インタビューで是枝監督は、今回の作品について「母はいつ母になるのかが、物語の1つの軸」「自分の子どもではない子どもを育てながら、父親や母親になりたいと思う、そういう人たちの話をやろうと思った」とも語っています。
本当の家族のように
「万引き家族」の出演者のうち、樹木さんとリリーさんは是枝作品の常連です。そこに安藤サクラさんと松岡茉優さん、それに子役の2人が加わり、休憩時間もいつも話をしているような家族となりました。
リリーさんは、是枝監督はそうした俳優どうしのやり取りを常に観察し、台本に反映することもあったと話します。
「どこまで撮っていてどこまで撮ってないのか、どんどん分からなくなってくるんですよね、そういう空気を是枝さんが作ってくれるんで。ことしの1月まで、あばら屋の中で貧しい家族を演じていたんですけど、そこからレッドカーペット。飛距離がすごいというか、映画よりも映画的なことが起きてしまった」(21日のNHKの番組で)
一方、是枝監督には、俳優たちへの感謝の念が。
「今回は、役者のアンサンブルがとてもうまくいった。非常にバランスのいい形でメインの6人が集まり、どの瞬間も皆さんのお芝居がほれぼれするぐらいで、みんなが相手のお芝居をきちんと受けられるという状況で、監督として恵まれた環境で撮れたというのがすごく大きかった」(23日の帰国後会見で)
審査員をとりこに
この作品をパルムドールに選んだことについて、審査員長でハリウッド女優のケイト・ブランシェットさんは「俳優の演技と監督の思いが見事に合致している」などと説明しています。是枝監督はその後、中でも安藤サクラさんの演技に対する評価が高かったと明かしました。
実生活では去年6月に長女を出産した安藤さん。映画では他人の子どもを育てる母親として、監督の言う「母はいつ母になるのか」を体現しています。
「審査員の女優たちはみんな、彼女のお芝居、特に泣くシーンの芝居がとにかくすごくて、『もし私たちがこれから撮る映画の中であの泣き方をしたら、安藤サクラのまねをしたと思ってください』とおっしゃっていました。彼女の存在感が審査員をとりこにしたんだなと、よくわかりました」(23日の帰国後会見で)

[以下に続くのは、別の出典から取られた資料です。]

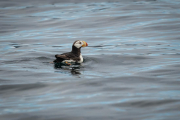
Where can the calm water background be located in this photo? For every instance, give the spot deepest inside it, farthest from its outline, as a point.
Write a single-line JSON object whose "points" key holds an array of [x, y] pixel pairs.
{"points": [[131, 69]]}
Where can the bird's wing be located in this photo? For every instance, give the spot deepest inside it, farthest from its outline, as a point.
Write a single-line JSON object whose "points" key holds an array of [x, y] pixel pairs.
{"points": [[66, 56]]}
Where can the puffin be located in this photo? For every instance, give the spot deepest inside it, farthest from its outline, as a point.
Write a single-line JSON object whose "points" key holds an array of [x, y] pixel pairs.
{"points": [[72, 57]]}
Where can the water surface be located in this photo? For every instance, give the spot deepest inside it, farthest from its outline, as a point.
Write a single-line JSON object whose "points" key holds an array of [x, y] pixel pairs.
{"points": [[130, 70]]}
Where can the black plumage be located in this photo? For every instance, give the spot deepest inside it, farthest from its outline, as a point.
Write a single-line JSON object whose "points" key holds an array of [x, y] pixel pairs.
{"points": [[74, 55]]}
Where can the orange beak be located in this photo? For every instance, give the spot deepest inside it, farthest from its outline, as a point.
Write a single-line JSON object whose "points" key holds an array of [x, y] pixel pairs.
{"points": [[84, 44]]}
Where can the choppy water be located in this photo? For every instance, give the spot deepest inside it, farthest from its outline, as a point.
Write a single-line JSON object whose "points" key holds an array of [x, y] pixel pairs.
{"points": [[131, 69]]}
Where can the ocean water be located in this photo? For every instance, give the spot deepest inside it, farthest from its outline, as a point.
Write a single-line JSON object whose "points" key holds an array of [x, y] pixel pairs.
{"points": [[131, 68]]}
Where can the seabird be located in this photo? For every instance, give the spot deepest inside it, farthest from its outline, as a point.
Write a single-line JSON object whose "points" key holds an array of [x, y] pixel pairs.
{"points": [[74, 56]]}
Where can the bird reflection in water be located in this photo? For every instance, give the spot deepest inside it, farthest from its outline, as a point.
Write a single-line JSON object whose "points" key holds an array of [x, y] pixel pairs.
{"points": [[73, 68]]}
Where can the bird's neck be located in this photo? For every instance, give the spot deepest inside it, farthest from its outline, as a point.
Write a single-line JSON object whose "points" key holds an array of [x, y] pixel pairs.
{"points": [[76, 51]]}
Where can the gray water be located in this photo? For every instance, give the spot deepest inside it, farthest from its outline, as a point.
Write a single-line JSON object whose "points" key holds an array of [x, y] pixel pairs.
{"points": [[131, 66]]}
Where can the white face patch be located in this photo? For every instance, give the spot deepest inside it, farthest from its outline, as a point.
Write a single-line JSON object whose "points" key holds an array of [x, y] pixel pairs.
{"points": [[78, 44]]}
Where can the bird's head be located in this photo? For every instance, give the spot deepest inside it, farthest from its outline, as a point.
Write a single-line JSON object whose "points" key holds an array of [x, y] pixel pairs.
{"points": [[79, 44]]}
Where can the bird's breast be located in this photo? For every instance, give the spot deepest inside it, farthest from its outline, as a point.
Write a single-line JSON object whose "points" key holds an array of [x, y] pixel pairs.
{"points": [[81, 59]]}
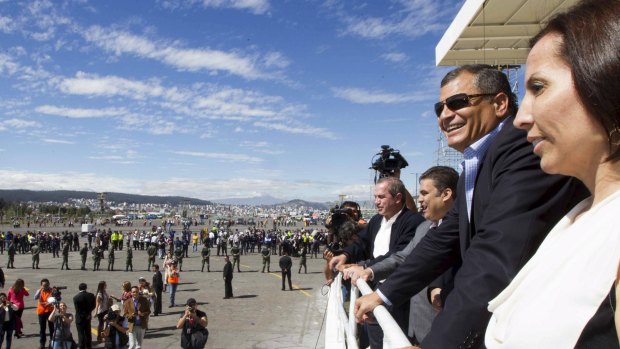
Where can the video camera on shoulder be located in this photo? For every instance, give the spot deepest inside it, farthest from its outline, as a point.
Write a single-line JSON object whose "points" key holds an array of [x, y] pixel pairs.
{"points": [[387, 161], [56, 294]]}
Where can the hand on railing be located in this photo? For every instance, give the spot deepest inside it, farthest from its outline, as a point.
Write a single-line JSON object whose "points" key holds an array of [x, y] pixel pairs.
{"points": [[338, 262], [357, 272], [366, 304]]}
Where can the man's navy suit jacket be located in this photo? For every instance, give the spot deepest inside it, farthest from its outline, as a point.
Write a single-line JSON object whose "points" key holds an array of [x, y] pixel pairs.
{"points": [[514, 206], [402, 232]]}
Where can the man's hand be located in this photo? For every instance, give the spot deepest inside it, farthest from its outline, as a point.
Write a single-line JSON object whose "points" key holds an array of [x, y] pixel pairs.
{"points": [[436, 299], [366, 304], [357, 272], [337, 262]]}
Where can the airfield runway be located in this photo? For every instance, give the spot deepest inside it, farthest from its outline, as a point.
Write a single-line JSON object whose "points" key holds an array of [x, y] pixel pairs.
{"points": [[260, 315]]}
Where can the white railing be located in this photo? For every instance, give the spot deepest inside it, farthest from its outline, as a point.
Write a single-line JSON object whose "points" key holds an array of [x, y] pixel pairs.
{"points": [[341, 331]]}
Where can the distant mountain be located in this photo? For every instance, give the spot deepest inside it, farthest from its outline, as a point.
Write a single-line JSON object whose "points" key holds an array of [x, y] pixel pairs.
{"points": [[315, 205], [61, 196], [255, 201]]}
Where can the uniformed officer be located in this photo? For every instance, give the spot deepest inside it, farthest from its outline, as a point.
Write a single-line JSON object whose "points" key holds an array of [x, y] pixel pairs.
{"points": [[11, 251], [151, 254], [206, 252], [96, 257], [236, 252], [83, 255], [129, 260], [266, 253], [302, 260], [65, 257], [35, 250], [111, 259]]}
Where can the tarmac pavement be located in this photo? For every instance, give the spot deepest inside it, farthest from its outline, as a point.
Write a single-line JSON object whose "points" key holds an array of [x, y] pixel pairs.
{"points": [[259, 316]]}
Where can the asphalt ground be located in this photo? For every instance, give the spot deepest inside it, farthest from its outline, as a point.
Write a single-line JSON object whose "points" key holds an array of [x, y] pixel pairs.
{"points": [[259, 316]]}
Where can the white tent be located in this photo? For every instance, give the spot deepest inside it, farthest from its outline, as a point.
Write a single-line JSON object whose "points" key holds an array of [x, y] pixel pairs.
{"points": [[494, 32]]}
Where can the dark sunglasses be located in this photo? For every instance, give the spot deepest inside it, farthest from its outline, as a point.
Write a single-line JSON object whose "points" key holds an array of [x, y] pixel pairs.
{"points": [[458, 101]]}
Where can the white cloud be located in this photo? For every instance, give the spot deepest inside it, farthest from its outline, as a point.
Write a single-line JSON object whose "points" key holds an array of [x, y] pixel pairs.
{"points": [[414, 19], [79, 113], [18, 124], [120, 42], [361, 96], [92, 84], [224, 157], [6, 24], [8, 65], [57, 141], [297, 129], [396, 57], [254, 6]]}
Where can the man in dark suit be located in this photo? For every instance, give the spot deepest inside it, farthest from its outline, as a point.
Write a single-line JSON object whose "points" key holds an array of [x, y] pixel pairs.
{"points": [[227, 275], [436, 197], [285, 266], [84, 303], [387, 232], [505, 207], [158, 286]]}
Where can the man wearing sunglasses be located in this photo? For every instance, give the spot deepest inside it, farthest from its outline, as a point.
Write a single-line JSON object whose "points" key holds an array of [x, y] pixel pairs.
{"points": [[505, 206]]}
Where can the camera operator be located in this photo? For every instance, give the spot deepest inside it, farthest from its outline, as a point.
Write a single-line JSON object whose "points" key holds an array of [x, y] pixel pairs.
{"points": [[194, 324], [44, 309], [343, 224], [62, 320], [8, 313], [115, 331]]}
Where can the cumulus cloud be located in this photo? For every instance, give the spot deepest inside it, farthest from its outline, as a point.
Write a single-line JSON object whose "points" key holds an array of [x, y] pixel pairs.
{"points": [[79, 113], [18, 124], [297, 129], [255, 6], [223, 157], [57, 141], [413, 19], [395, 57], [190, 59], [92, 84], [361, 96]]}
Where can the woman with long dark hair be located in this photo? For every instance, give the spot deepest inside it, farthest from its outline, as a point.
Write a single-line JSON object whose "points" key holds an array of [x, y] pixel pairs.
{"points": [[16, 295]]}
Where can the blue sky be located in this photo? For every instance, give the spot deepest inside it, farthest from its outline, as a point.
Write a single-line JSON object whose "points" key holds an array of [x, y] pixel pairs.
{"points": [[217, 99]]}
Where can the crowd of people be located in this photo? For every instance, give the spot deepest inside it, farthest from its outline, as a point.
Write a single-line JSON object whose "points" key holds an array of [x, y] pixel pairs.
{"points": [[127, 329]]}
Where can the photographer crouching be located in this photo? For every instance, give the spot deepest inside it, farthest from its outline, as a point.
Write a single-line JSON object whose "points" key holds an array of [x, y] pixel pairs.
{"points": [[62, 338], [194, 324], [8, 311], [343, 224], [115, 330], [44, 309]]}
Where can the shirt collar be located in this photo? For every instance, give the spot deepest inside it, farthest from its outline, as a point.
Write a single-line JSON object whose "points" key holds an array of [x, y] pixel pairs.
{"points": [[479, 147]]}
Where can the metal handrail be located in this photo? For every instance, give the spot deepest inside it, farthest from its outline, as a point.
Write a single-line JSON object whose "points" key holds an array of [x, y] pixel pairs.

そして作品を印象づけているのが、2人の子役の自然な演技です。
是枝監督は子役の城桧吏さんと佐々木みゆさんには台本を渡さず、その場でせりふを伝えたと言います。これまでも続けてきた手法ですが、今回の作品は、子どもたちの成長や葛藤が話の展開に大きく関わってくるだけに、2人の演技も高い評価を受けました。
「台本は渡していないので、簡単な状況だけ説明して、あとはその場その場でせりふを渡していく。桧吏くんは非常に勘のよい子だったので、撮影が進むにつれてストーリーがどうなるのか頭の中でパズルを組み立てていっていましたし、撮影というものをどんどん理解するようになっていた。そういう成長のプロセスを映画の中に残せたというのはとてもよかった」(カンヌ出発前のインタビューで)
僕らが見返される形に
気になる話の展開ですが、予告編の後半部分には『次々と明かされていく、家族の秘密。彼らが盗んだのは、絆でした』というナレーションが。
そして是枝監督は、ストーリーについて次のように語っています。
「見た方が、共感しつつも、でもやっていることは悪いことだとアンビバレントな(相反する)感情に引き裂かれながら、あの家族を見ていく。その後半の展開を、逆に家族から僕らが見返されるという形に転じてみようと」(21日のNHKの番組で)
どうやら途中で事件があり、家族の秘密が明かされていく。そのなかで、家族の形や絆について、見る人の考えや価値観が問われたり揺さぶられたりすることになりそうです。
是枝監督が「積み重ねてきたものが出せた」と自負する映画「万引き家族」は、来月2日と3日に先行上映が行われたあと、8日から全国で公開されます。